Negli ultimi decenni il termine meritocrazia ha soppiantato quello di merito. Una scelta politica, non c’è che dire, e pertanto non priva di significato politico e pratico. Se è indubbio che il merito dev’essere premiato (nei concorsi pubblici, come quando devo scegliere un meccanico, preferisco quelli più capaci e meritevoli), è senz’altro importante capire che la meritocrazia non ha alcun merito. Perché si basa, appunto, sul dominio dei forti sui deboli, di chi ha i mezzi su chi non li ha, di chi parte da posizioni di vantaggio su chi parte in ultima posizione.

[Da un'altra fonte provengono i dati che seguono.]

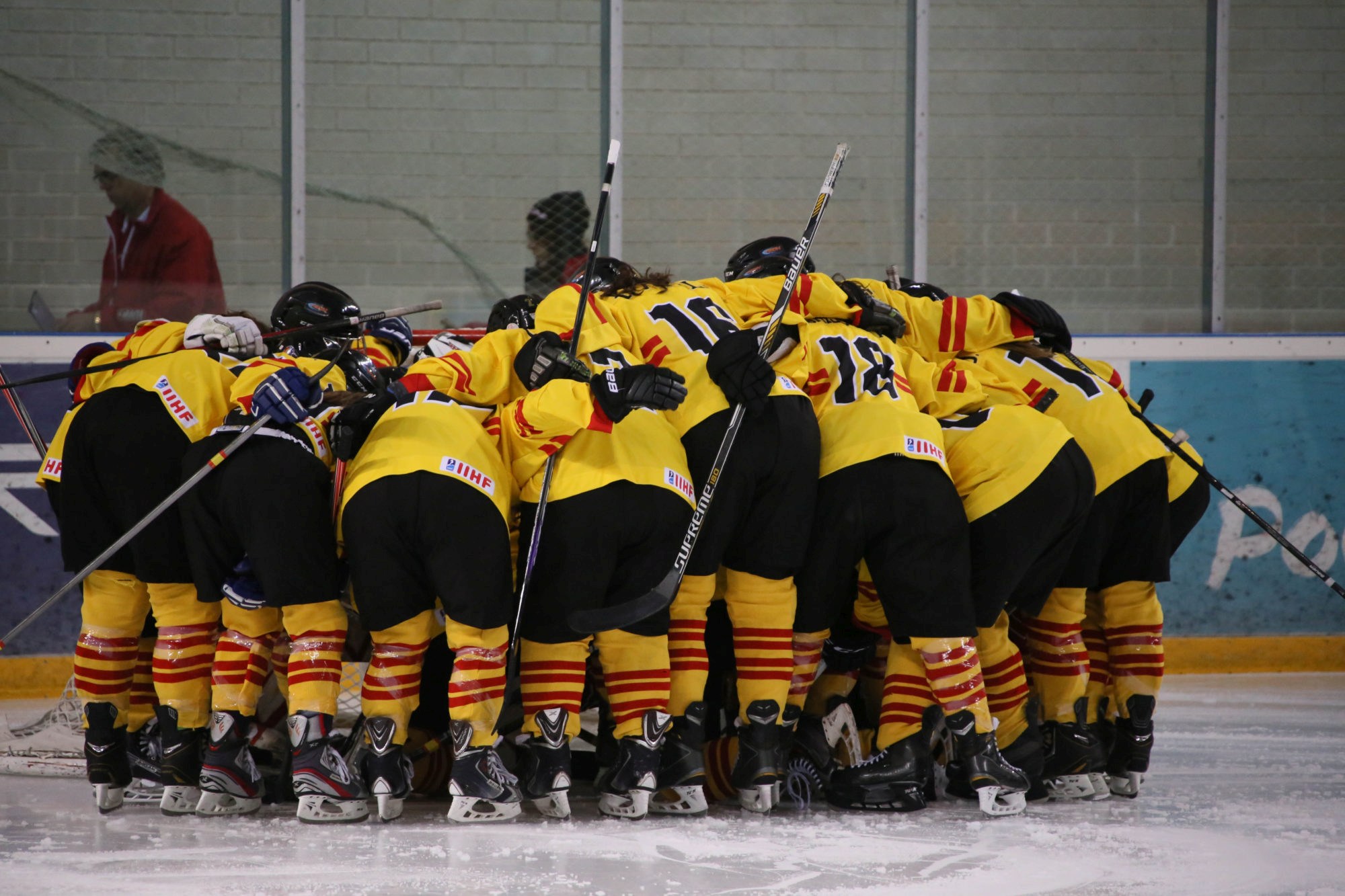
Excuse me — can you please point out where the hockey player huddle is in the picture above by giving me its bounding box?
[40,237,1209,822]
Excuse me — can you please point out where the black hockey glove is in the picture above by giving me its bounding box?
[837,280,907,339]
[994,292,1073,351]
[898,277,948,301]
[705,329,775,417]
[514,331,592,391]
[327,391,397,460]
[589,364,686,422]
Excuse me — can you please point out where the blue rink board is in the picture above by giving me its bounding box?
[0,360,1345,655]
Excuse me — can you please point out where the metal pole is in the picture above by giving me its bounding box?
[280,0,308,289]
[599,0,625,258]
[905,0,929,281]
[1201,0,1228,332]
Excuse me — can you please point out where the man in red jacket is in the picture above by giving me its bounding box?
[61,128,225,332]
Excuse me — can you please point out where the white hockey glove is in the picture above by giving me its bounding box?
[182,315,266,358]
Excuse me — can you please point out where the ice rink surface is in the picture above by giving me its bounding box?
[0,674,1345,896]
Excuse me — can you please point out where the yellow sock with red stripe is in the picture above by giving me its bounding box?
[147,583,219,728]
[976,611,1029,748]
[518,638,589,737]
[74,569,149,728]
[911,638,995,735]
[359,610,438,744]
[1081,591,1112,725]
[210,602,282,716]
[126,635,159,731]
[790,628,831,709]
[593,630,668,740]
[873,643,935,749]
[444,619,508,747]
[724,569,796,723]
[1020,588,1088,723]
[1102,581,1163,719]
[282,600,348,716]
[668,576,714,716]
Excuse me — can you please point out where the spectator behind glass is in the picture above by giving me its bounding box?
[61,128,225,332]
[523,190,589,296]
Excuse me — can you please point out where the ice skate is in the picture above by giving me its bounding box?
[519,706,570,818]
[650,700,710,815]
[285,710,369,823]
[1107,694,1154,799]
[597,709,672,819]
[729,700,780,813]
[448,719,523,822]
[155,706,204,815]
[85,702,130,815]
[826,731,933,813]
[122,717,164,805]
[196,712,265,815]
[947,709,1030,815]
[360,716,414,822]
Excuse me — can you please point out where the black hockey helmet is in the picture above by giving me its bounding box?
[270,280,360,355]
[308,339,383,393]
[724,237,816,280]
[486,292,542,332]
[570,255,640,292]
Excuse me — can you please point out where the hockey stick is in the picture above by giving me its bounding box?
[0,367,47,463]
[1056,348,1345,598]
[566,142,850,633]
[0,300,444,390]
[0,341,350,650]
[496,140,621,724]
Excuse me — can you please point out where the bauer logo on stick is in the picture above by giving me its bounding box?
[438,458,495,497]
[155,376,196,429]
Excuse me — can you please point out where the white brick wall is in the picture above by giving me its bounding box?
[0,0,1345,331]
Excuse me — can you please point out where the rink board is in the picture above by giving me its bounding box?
[0,335,1345,672]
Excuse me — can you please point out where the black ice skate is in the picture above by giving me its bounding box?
[448,719,523,822]
[1041,697,1107,799]
[196,712,265,815]
[1107,694,1154,799]
[85,702,130,814]
[597,709,672,819]
[518,706,572,818]
[650,700,710,815]
[729,700,780,813]
[360,716,414,822]
[947,709,1030,815]
[285,710,369,823]
[826,731,933,813]
[155,706,204,815]
[122,716,164,805]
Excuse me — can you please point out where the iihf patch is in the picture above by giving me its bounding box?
[438,458,495,498]
[155,376,198,429]
[907,436,944,464]
[663,467,695,503]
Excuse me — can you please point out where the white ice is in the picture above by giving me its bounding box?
[0,674,1345,896]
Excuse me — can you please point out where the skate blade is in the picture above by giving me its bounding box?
[1107,772,1145,799]
[976,786,1028,817]
[295,794,369,825]
[375,794,406,822]
[121,778,164,803]
[196,790,261,818]
[159,784,200,815]
[597,790,651,821]
[93,784,126,815]
[738,783,775,814]
[448,797,523,823]
[650,784,710,815]
[1042,774,1092,799]
[533,790,570,818]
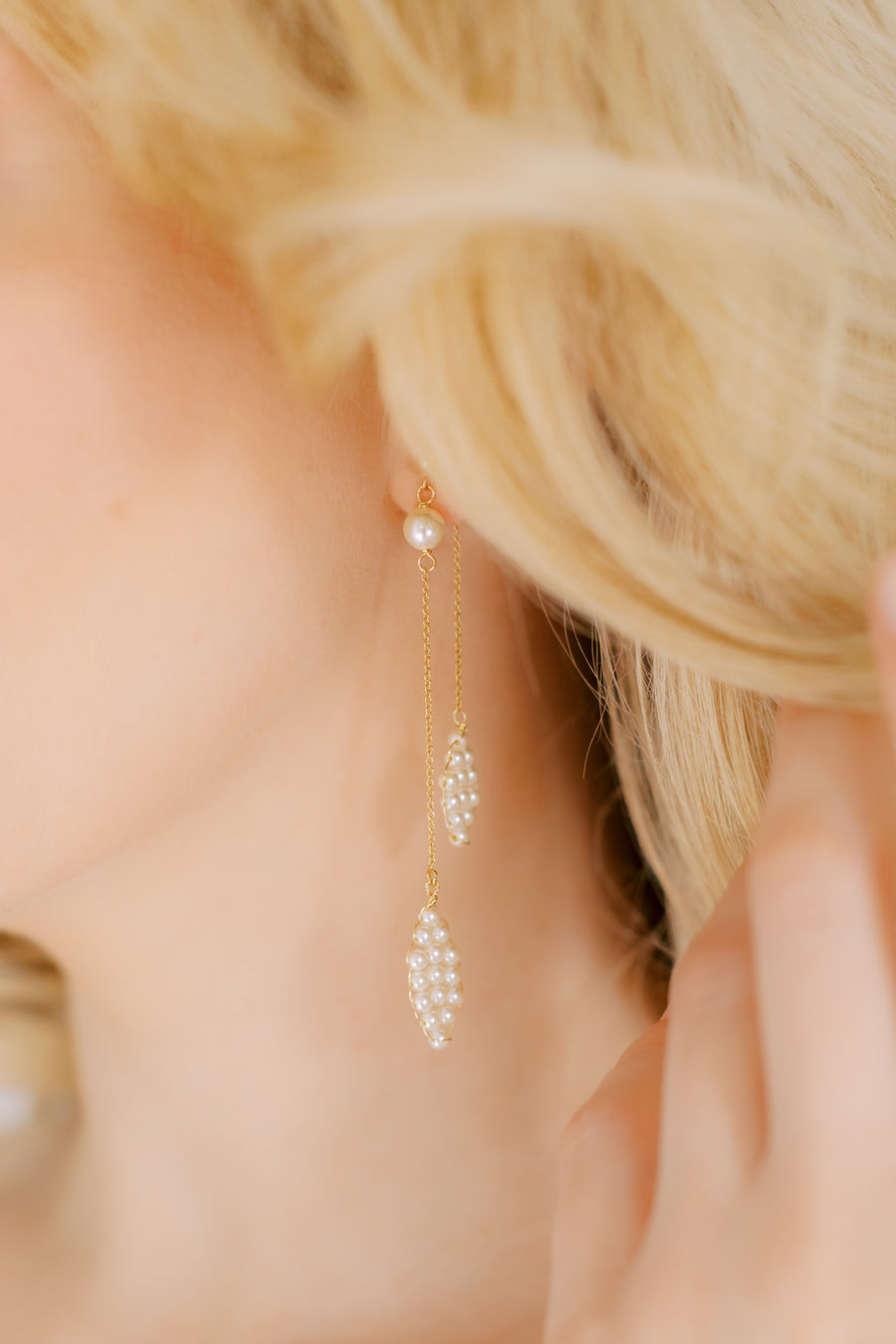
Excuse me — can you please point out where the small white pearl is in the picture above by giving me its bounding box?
[404,507,445,552]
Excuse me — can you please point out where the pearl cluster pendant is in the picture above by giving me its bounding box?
[439,729,480,844]
[407,906,464,1049]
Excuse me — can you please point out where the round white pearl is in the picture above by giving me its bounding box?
[404,506,445,552]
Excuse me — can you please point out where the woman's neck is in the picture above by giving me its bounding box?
[0,549,651,1344]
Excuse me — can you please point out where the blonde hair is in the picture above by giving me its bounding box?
[0,0,896,1123]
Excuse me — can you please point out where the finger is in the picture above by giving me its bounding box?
[546,1018,668,1340]
[647,869,766,1226]
[746,706,896,1170]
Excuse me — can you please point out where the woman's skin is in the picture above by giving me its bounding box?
[10,26,896,1344]
[0,29,655,1344]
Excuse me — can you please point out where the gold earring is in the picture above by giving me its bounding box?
[404,477,464,1049]
[439,523,480,845]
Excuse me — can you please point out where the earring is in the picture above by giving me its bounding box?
[404,477,464,1049]
[439,523,480,845]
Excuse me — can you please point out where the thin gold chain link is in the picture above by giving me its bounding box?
[454,523,466,731]
[416,480,439,907]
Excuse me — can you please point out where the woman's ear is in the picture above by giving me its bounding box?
[385,426,461,525]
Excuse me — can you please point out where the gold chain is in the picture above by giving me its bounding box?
[416,480,439,909]
[454,523,466,731]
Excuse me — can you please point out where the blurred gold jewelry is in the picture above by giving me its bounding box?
[404,477,464,1049]
[439,523,480,845]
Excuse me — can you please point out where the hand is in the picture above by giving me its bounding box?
[544,557,896,1344]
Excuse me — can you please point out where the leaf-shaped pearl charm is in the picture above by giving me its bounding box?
[439,729,480,844]
[407,906,464,1049]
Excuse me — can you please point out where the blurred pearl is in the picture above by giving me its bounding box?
[404,507,445,552]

Il merito (in questo caso il termine è corretto) di Enrico Mauro nel suo ultimo libro Contro la società del sorpasso. Il pensiero antimeritocratico di don Tonino Bello (San Paolo, 2023) è stato quello di isolare il concetto di merito e distinguerlo nettamente da quello di meritocrazia. Operazione coraggiosa e difficile, quando un concetto è ormai radicato nel pensiero comune. Un ulteriore merito è stato quello di “dedurre”, nella certosina analisi degli abbondanti scritti di Don Tonino, la critica alla società della meritocrazia anche se don Tonino, quel termine, non l’ha mai utilizzato. Ma l’ha sempre criticato.
Parlando di materialismo, privatismo, rampantismo, egoismo, utilitarismo, edonismo, consumismo, individualismo (don Tonino arriva anche a citare Pasolini), Mauro riconduce tutto ad un termine che oggi rappresenta la loro sintesi: meritocrazia. Il dominio del solo contro tutti, del veloce (che sorpassa) contro i lenti; del potente (-kratos) contro i deboli. Il merito di Mauro, dunque, è stato quello di sintetizzare, semplificare (che non significa banalizzare) e interpretare un pensiero che, in nuce, rappresentava, trent’anni fa, le questioni irrisolte di oggi.

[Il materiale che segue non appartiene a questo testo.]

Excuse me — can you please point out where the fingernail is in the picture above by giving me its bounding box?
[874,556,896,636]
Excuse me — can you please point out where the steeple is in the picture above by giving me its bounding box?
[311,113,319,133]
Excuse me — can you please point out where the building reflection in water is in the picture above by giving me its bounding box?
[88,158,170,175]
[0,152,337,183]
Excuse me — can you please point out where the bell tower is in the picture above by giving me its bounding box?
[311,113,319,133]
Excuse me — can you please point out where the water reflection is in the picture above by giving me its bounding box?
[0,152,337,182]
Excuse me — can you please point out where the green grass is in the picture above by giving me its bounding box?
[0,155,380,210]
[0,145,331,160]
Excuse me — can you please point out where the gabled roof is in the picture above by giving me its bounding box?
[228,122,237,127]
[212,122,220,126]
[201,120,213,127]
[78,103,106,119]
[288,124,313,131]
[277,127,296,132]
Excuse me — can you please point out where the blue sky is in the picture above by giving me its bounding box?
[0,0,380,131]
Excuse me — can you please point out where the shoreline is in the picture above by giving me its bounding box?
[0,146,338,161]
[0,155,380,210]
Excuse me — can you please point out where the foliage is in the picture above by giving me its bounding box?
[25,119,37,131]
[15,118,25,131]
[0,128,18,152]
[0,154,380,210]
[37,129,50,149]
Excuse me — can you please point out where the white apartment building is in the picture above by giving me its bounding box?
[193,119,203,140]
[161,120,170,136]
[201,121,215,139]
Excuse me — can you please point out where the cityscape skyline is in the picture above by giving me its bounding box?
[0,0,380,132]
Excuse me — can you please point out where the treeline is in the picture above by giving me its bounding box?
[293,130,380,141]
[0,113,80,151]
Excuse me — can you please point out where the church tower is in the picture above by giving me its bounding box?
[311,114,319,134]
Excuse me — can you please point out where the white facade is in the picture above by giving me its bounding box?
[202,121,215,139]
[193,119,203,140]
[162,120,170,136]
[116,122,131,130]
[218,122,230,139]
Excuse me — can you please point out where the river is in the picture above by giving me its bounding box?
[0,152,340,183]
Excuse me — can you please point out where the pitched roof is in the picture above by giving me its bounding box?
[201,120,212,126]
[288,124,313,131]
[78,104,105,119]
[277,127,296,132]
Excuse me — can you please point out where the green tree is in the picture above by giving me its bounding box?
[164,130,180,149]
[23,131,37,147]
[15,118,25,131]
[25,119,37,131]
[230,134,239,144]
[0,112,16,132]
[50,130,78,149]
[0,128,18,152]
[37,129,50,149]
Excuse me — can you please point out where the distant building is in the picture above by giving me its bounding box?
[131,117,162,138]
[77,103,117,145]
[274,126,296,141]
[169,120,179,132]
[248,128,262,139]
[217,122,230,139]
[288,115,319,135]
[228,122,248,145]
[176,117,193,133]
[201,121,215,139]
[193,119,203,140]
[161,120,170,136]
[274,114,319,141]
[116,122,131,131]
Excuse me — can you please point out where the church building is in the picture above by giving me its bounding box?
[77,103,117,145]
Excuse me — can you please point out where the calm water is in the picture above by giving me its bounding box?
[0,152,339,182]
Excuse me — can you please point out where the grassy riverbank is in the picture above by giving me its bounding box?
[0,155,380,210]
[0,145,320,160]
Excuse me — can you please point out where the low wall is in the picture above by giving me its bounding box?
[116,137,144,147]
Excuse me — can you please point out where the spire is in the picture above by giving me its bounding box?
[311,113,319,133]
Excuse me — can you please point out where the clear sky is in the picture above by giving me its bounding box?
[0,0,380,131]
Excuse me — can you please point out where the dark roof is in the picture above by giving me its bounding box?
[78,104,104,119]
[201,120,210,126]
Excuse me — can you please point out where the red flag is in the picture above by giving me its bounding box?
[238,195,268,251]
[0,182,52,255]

Don Tonino non era persona di mezzi termini e questo traspare dal libro di Mauro, il quale cita rilevanti passi delle lettere, delle omelie o delle interviste del prelato. Una mi ha colpito particolarmente. Si tratta di una riflessione del 1986, in cui don Tonino, parlando ai politici della Diocesi, non usa mezzi termini: “Vi siete ritirati nelle vostre torri d’avorio, non si sa bene se a meditare vendetta, o a ruminare sterili supplementi di analisi, o a contemplare dalle vostre aride specole i fasti di una dietrologia senza speranza (…). Siete latitanti dall’agorà. È più facile trovarvi nelle gallerie che nei luoghi dove si esprime l’impeto partecipativo che costruisce il futuro (…). Per scarnificare la storia di ieri, state abbandonando la cronaca di oggi che, senza di voi, è destinata a diventare solo cronaca nera. (…) Vi siete staccati dal popolo, così che, per la vostra diserzione, stanno cedendo nell’organismo dei poveri anche quelle difese immunologiche che li hanno preservati finora dalle più tragiche epidemie morali. (…) Vittime del privatismo, il male oscuro del secolo che voi per vocazione avreste dovuto debellare, avete abbandonato i laboratori della sintesi dove la poesia si mescola col giornale (…). E intanto la città muore. Col vostro nulla osta. La città benestante, consapevole dei suoi mezzi ma cieca nei suoi fini, corre verso un degrado di felicità mai conosciuto finora (…). [N]on posso chiudere gli occhi di fronte alle situazioni pesantissime di miseria, di disoccupazione, di violenza, di ingiustizia, di violazione dei diritti umani, di affossamento dei valori, di degenerazione della qualità della vita e di cento altri fenomeni patologici, di fronte ai quali viene chiamata in causa la vostra correità di intellettuali che, pur essendo vestali della luce e sentinelle della città, scorgete la barbarie andare in metastasi nel tessuto della nostra convivenza e continuate a stare zitti”.
Un monito forte, accorato, sincero, che Enrico Mauro trasferisce all’assonnata società di oggi, stimolando una riflessione circa le nostre colpe verso gli ultimi, dandoci la possibilità di fermarci a riflettere sulle derive della società meritocratica, per tentare di correggere il tiro, riparlare di solidarietà. Del resto è questo che fa un intellettuale.